Do come along for what looks set to be a fascinating paper and a stimulating discussion - all are welcome to attend the seminar, as ever.  We look forward to seeing you on Thursday!

13/02/2014

Week 4 – 'Hume, Shelley and the Evolution of Myth'

Pablo San Martín Varela, University of Edinburgh




This week sees the second part of our Edinburgh double-header, as Pablo San Martín speaks on the shift from an Enlightenment to a Romantic definition of 'myth'.

Abstract:

This paper explores the history of the modern conception of ‘myth’ as it emerged during the Enlightenment, and how it was then reshaped during the Romantic period, centring on the works of David Hume and Percy Shelley. In An Enquiry Concerning Human Understanding and The Natural History of Religion Hume developed the basic enlightened conception of myth as ‘fable,’ ‘invention,’ ‘fiction,’ or ‘illusion’, which according to the philosopher of religion Mircea Eliade later prevailed during the nineteenth century and is still present today’s use of the word ‘myth’. In the aforementioned works, Hume assessed myths in terms of an empiricist criterion of truth, and regarded them as corrupted historical records which had lost all relation to the original facts they were supposed to refer to. Shelley inherits this enlightened conception of myth from Hume, and deploys it in his early critique of religion (letters, prose and poems), levelling the narrations contained in the Bible with pagan mythology. In his later poetical practice, however, (especially in Prometheus Unboud and Hellas, and their prefaces) Shelley advanced a different and more positive conception of myth (which we could call ‘Romantic’) as  ‘true story’, ‘sacred tradition’, ‘primordial revelation’, and ‘exemplary model’, together with a more idealistic criterion of truth.

All welcome as always!

05/02/2014

Week 3 – 'The Antiquarian Collections and Fictions of Horace Walpole and Walter Scott'

Lucy Linforth, University of Edinburgh



We're very happy to have Lucy Linforth with us this week, all the way from Edinburgh! She's going to be speaking about antiquarian objects and the important role they play in the writings of Scott and Walpole.

Abstract

This paper explores the antiquarian collections held by Walpole and Scott at Strawberry Hill and Abbotsford House respectively, examining their historical and material significance upon the works of both authors. My paper will explore how the object of and objects in these collections might find resonance and representation within the pages of Walpole and Scott’s fictional works.
     In my discussion of Walpole, I will follow the recent example of scholar James Lilley, who has suggested that the collection at Strawberry Hill offers an insight into Walpole’s philosophy of both antiquarianism (‘uniquity’), and of the eighteenth-century narrative of history.

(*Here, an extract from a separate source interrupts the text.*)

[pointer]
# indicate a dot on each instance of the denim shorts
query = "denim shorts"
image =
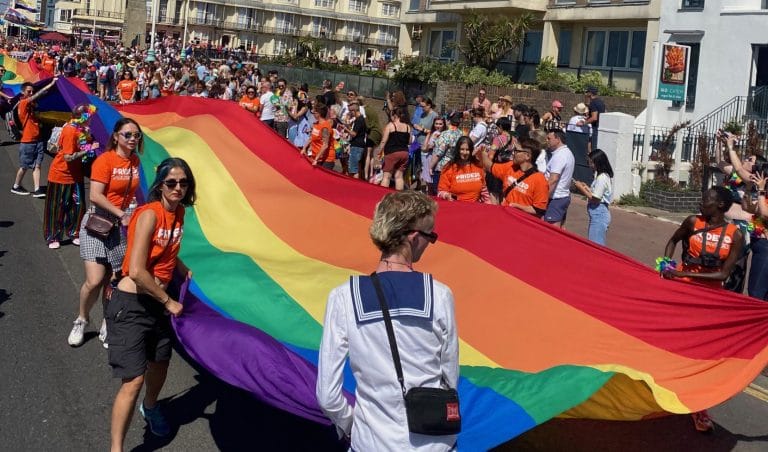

Furthermore, I would also suggest that the significance of the antiquarian object in Walpole’s novel The Castle of Otranto (1764) has hitherto been underestimated, and therefore I begin to explore this importance in my paper. Turning to Scott’s fiction, I would suggest that several of his fictional works spring directly from items he collected and displayed at Abbotsford; I hope to demonstrate this using examples from the Abbotsford collection. I will also suggest that Scott too, like Walpole before him, laid great significance upon the presence of the antiquarian object in his fictions, which even acts occasionally as narrative agent.